La Belle dormit cent ans

L
Gunnar Staalesen

La Belle dormit cent ans

Norvège (1980) – Gaia (2002)

Titre original : Tornerose sov i hundre år
Traduction d'Elisabeth Tangen et Alexis Fouillet

Le privé Varg Veum est chargé de retrouver Lisa, une adolescente de 16 ans qui s'est enfuie du domicile parental. Parcourant les bas-fonds de Copenhague, il retrouve la jeune fille se prostituant pour payer son prochain fix et la ramène difficilement au bercail. Là, les voisins des parents de Lisa lui demandent de partir à la recherche de leur fils, Peter, un bon garçon qui aurait mal tourné à cause de l'adolescente.

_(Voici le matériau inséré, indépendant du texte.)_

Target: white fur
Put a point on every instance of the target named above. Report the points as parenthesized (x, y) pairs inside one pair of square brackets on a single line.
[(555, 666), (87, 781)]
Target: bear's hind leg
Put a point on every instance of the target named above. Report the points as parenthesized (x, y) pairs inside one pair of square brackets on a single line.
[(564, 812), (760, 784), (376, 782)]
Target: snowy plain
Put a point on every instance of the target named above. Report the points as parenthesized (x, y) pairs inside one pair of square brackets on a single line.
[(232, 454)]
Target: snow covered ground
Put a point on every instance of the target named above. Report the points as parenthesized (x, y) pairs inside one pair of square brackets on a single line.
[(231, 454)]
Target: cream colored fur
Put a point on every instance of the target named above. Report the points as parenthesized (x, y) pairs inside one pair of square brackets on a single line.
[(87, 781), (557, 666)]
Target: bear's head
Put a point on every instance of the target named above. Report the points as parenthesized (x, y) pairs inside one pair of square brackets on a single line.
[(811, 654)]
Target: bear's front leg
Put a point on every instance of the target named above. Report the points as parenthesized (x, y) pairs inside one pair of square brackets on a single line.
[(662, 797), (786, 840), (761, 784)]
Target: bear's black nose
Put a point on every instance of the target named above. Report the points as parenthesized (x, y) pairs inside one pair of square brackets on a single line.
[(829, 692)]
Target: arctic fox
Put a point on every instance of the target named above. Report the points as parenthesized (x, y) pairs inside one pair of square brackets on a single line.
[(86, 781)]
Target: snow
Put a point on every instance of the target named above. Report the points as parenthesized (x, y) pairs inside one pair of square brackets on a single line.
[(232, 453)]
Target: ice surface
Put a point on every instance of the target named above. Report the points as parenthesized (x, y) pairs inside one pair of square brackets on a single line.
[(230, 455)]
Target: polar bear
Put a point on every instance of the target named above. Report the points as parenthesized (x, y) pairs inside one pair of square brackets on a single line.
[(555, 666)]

Ancien travailleur social devenu détective privé, Varg Veum a la réputation de savoir écouter les jeunes en rupture de ban et les familles désolées qui en sont la cause et/ou la contrepartie. Or, nous le savons très bien, ces histoires entre proches sont souvent les plus noires, surtout quand elles dissimulent leurs secrets derrière une facade d'honorabilité, ici celle de la bonne société de Bergen.

Gunnar Staalesen La Belle dormit cent ansLa belle qui dormit cent ans n'est pas un roman aussi sombre que le résumé que j'en donne, notamment grâce à une écriture vivante et un sens de l'humour omniprésent, Staalesen va suivre à la trace deux grands thèmes, pas spécifiquement norvégiens, avec en toile de fond le problème très prégnant de la drogue et de la criminalité qu'elle induit. Le premier est celui de l'impossible communication entre les êtres. Les Halle, les Werner mais également Veum avec son fils Thomas sont totalement perdus dès qu'il s'agit de dialoguer avec leurs enfants, mais pas pour les mêmes raisons.

Les parents de Lisa ne comprennent pas vraiment pourquoi il faudrait dialoguer puisque, ayant tout offert à leur fille, ils attendent en retour « qu'elle illumine leur vieillesse ». Chez les Werner, parler était inutile puisque la mère faisait les questions et les réponses. Veum ne s'en sort pas beaucoup mieux avec son fils Thomas, le poids de la culpabilité du divorce et la déconsidération qui hante notre détective en plus. Au moins voit-il tout ceci avec une vraie lucidité dont les autres personnages sont totalement dénués.

Cependant, les problèmes de communication ne sont pas seulement générationnels. La misère, les compromis sordides, la haine qui sourd de tous ces couples, et que découvre Veum progressant dans son enquête, reposent aussi sur beaucoup de non-dits, et sur la dissimulation, le trucage des sentiments et des livres de comptes. Le mensonge est la deuxième trace suivie par Gunnar Staalesen et c'est sur cette tromperie des apparences que se ferme la dernière phrase de La belle qui dormit cent ans. Tous pensent que leurs turpitudes peuvent être dissimulées derrière leur honorabilité en toc, mais c'est bien à l'abri de ces mensonges que se nouent les douleurs, les médiocres petites affaires et le meurtre. Même Veum n'est pas exempt de reproches dans cette comédie tragique, quand il reçoit son fils le week-end ou lorsqu'il fait sauvagement l'amour à Irene en pensant à Solveig.

On perçoit donc mieux pourquoi Varg Veum comprend si bien les autres, même si Staalesen donne à son fragile héros une lucidité et une compassion qui finalement le distingue. Divorcé, amoureux d'une femme marié, enivré par la sensualité des femmes (l'écriture de Staalesen dans ces moments intimes est excellente) Varg Veum et son humour (acide et/ou désespéré) n'arrive pas toujours à tenir à distance les ennuis et la dureté du monde. C'est bien sûr ce qui fait tout l'intérêt de La belle qui dormit cent ans.